Pour mon anniversaire, mon lapin m'avait offert deux billets pour un concert de musique baroque le 17 mai au théâtre des Champs Elysées. Nous sommes donc allés dans ce lieu que j'ai découvert au passage, pour écouter Haendel et Vivaldi (que Philippe classait dans "petite musique de Versailles" quand je l'ai rencontré).

"Zut, c'est pas du hip-hop. Tu connais ça, toi, les concertos grosso modo de Haendel ?" me demande Philippe en plaisantant. Dans le livret, je lui conseille de lire l'histoire d'Orlando Furioso (qui n'est pas le dernier album hardcore du frère de Dalida) à côté de laquelle Dallas c'est du roman à l'eau de rose. Au moment du Stabat Mater, qui était la raison du choix de Philippe pour ce concert, l'un des violons sonnait manifestement faux et j'avoue m'être senti pendant quelques secondes dans la peau d'Hannibal Lecter se demandant à quelle sauce accommoder ce malotru (on a frôlé le Tabasse ta mère !). Pour couronner le tout, le chef d'orchestre avait une certaine tendance à s'emporter en claquant du talon sur son estrade, ce que notre voisin a qualifié de "folklore irlandais". Heureusement, les musiciens et l'alto se sont réveillés après l'entracte, ce qui nous a donné une seconde mi-temps (selon les mots de Philippe) beaucoup plus intéressante.

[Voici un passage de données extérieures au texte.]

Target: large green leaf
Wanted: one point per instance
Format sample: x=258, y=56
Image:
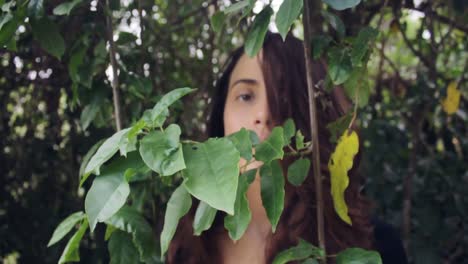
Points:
x=288, y=12
x=65, y=8
x=105, y=152
x=179, y=204
x=65, y=226
x=131, y=221
x=272, y=191
x=362, y=44
x=272, y=147
x=204, y=217
x=358, y=255
x=302, y=251
x=36, y=8
x=342, y=4
x=237, y=224
x=241, y=140
x=212, y=172
x=358, y=83
x=162, y=151
x=298, y=171
x=47, y=34
x=339, y=62
x=254, y=41
x=121, y=249
x=109, y=191
x=167, y=100
x=71, y=251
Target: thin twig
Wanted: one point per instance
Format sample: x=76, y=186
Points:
x=115, y=79
x=314, y=126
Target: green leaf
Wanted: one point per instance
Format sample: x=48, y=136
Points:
x=339, y=68
x=87, y=157
x=254, y=40
x=108, y=193
x=298, y=171
x=5, y=19
x=338, y=127
x=241, y=139
x=254, y=138
x=65, y=8
x=358, y=255
x=65, y=226
x=362, y=45
x=319, y=44
x=288, y=12
x=237, y=224
x=121, y=249
x=36, y=8
x=167, y=100
x=299, y=140
x=302, y=251
x=71, y=251
x=204, y=217
x=47, y=34
x=289, y=129
x=105, y=152
x=342, y=4
x=236, y=7
x=358, y=82
x=179, y=204
x=212, y=172
x=109, y=231
x=217, y=21
x=162, y=152
x=272, y=191
x=335, y=22
x=129, y=220
x=272, y=147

A la sortie du concert, nous nous sommes mis à la recherche d'un restaurant. En regardant la Tour Eiffel nous avons tous les deux pensé à Thiou et quelques secondes plus tard, surprenante coïncidence, nous nous sommes arrêtés devant l'une des succursales de ce chef thaïlandais, avenue Georges V. Nems de boeuf au curry et comté, sauce piment doux; Tigre qui pleure façon Thiou (excellent boeuf mariné, sauce arachide et piment); nems au chocolat -- ces nourritures terrestres de l'âme et du corps furent bien agréables.